Comparison of Wetting Behavior of the Co–Nb and Ni–Nb Melts on Al₂O₃–SiO₂Oxide System and AlNBased Ceramics. The comparison results, in particular, for Al₂O₃–SiO₂ oxides at 1400°C are presented in Fig. 9.

Fig. 9.

Wetting of Al₂O₃–SiO₂ oxides (t = 1450°C, τ = 30 min) by Co–43.2 at.% Nb (1) and Ni–40.5 at.% Nb (2) melts

In general, the results indicate that the Ni–Nb melts wet these materials better than Co–Nb. At the same time, these results do not agree with the general thermodynamic considerations relating to wetting: the bonding energy of Ni–Nb is greater than that of Co–Nb, as shown in Table 2, so Co–Nb melts should ensure better wettability.

Table 2. Gibbs Energies in the Formation of Nb Intermetallics with Ni, Co, and Fe (kJ/mol Nb) [15,16,17]

The answer, most likely, should be sought in terms of the properties, composition, and state of the products resulting from the interaction between the droplet melt and solid wetted surface.
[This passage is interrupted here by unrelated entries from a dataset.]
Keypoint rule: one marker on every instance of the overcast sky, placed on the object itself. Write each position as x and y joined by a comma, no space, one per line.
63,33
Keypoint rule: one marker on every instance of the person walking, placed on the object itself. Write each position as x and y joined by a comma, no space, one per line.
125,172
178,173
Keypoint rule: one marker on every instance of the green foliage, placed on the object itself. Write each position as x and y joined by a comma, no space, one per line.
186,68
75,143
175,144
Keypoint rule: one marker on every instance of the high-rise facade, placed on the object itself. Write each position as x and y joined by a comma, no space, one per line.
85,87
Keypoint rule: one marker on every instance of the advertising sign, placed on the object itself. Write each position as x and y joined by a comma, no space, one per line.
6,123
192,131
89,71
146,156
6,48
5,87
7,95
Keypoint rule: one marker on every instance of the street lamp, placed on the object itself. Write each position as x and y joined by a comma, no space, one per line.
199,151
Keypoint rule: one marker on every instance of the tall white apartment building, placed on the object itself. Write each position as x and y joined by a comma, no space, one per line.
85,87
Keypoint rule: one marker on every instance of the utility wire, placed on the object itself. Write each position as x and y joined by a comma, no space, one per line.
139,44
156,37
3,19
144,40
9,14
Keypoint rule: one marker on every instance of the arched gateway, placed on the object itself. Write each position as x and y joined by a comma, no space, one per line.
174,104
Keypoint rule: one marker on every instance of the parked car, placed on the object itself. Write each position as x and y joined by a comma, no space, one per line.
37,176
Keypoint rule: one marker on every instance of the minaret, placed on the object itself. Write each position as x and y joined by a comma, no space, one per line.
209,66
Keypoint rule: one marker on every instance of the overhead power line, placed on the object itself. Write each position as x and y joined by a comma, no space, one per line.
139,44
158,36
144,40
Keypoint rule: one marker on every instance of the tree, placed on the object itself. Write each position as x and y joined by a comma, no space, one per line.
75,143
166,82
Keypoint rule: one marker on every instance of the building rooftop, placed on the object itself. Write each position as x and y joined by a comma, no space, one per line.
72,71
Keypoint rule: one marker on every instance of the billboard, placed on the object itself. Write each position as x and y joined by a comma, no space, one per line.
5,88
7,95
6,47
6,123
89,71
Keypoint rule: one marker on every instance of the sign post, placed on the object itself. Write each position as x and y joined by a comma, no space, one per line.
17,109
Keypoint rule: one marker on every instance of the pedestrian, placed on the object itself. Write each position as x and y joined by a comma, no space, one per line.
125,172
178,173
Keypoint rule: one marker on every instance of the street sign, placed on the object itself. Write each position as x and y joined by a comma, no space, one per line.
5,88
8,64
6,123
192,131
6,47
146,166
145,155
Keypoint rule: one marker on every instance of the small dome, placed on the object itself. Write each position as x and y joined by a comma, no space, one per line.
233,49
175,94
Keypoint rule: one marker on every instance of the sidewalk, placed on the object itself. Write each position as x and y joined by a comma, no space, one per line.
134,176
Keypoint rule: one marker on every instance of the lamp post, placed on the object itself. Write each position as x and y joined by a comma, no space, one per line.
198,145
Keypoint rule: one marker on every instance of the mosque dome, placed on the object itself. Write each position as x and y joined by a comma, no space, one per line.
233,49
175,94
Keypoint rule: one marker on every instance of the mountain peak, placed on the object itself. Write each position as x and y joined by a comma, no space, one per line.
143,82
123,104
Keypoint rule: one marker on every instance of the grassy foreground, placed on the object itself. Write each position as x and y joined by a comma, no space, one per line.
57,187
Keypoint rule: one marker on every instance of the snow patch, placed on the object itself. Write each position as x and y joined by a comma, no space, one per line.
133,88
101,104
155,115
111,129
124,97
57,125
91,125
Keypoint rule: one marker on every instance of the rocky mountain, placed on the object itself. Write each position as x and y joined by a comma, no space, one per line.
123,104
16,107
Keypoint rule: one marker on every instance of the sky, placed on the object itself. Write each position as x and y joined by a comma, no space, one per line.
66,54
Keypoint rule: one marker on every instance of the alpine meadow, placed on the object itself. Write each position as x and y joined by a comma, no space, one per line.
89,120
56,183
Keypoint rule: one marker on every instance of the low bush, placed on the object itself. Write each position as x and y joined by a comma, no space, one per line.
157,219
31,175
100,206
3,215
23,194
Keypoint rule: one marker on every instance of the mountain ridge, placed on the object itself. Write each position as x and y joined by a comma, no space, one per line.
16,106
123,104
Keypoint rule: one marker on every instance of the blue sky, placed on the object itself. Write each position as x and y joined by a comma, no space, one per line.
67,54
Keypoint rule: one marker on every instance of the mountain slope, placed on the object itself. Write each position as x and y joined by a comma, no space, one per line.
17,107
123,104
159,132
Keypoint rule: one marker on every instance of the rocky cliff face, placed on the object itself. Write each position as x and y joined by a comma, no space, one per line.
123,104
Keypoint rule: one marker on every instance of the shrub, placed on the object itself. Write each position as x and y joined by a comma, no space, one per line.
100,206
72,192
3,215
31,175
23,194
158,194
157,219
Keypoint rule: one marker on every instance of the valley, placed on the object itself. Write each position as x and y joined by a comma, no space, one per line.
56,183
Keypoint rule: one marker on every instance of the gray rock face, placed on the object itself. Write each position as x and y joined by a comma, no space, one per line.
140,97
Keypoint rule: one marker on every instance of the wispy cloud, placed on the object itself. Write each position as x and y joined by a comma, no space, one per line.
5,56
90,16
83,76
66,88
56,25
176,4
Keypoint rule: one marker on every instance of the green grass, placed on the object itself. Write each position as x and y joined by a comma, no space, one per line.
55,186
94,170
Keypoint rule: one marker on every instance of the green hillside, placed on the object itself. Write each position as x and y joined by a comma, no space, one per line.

We previously found that Ni–Nb melts formed solids with lower oxygen content at interfaces with oxides [7] than Co–Nb melts, which may lead to better wetting. At the same time, aluminum nitride ceramics are wetted by the Co–Nb melts not worse than by Ni–Nb: the contact angles formed by the Ni–40.5 at.% Nb melt on the AlN + (3–5%) Y₂O₃ surface are 95–105° (t = 1400°C, τ = 60 min) [18]. We performed refinement experiments to show that the Co–43.2 at.% Nb melt formed contact angles of 95–110° in these conditions. Therefore, the solvent (Ni or Co) has no effect on the wetting of AlN substrates.

Considering the appearance of blue color on the mullite and porcelain when they are wetted by the Co–Nb melts, being indicative of cobalt oxide, we analyzed the NiO–SiO₂ and CoO–SiO₂ phase diagrams [9]. We established that the oxide melt appeared in the NiO systems only at 1680°C, which is much higher than the wetting temperature. In the systems containing CoO, the oxide melt shows up already at 1380°C, i.e., at temperatures below the wetting temperature (t = 1400–1450°C). It is this factor (the appearance of oxide melt in the interaction products in the contact area) that influences the composition, structure, and adhesion properties of the systems in question. From an applied viewpoint, this result is important in choosing the composition of brazes, crucibles for metal

melting, etc.

Conclusions

In general, the experimental results indicate that niobium can be used as an adhesively active element in metal brazes to improve the degree of wetting and adhesion of the melts to oxide, nitride, and many other materials.

We have examined the production of a brazed joint for ceramic materials (in particular, AlN and TiN) using niobium-containing brazes.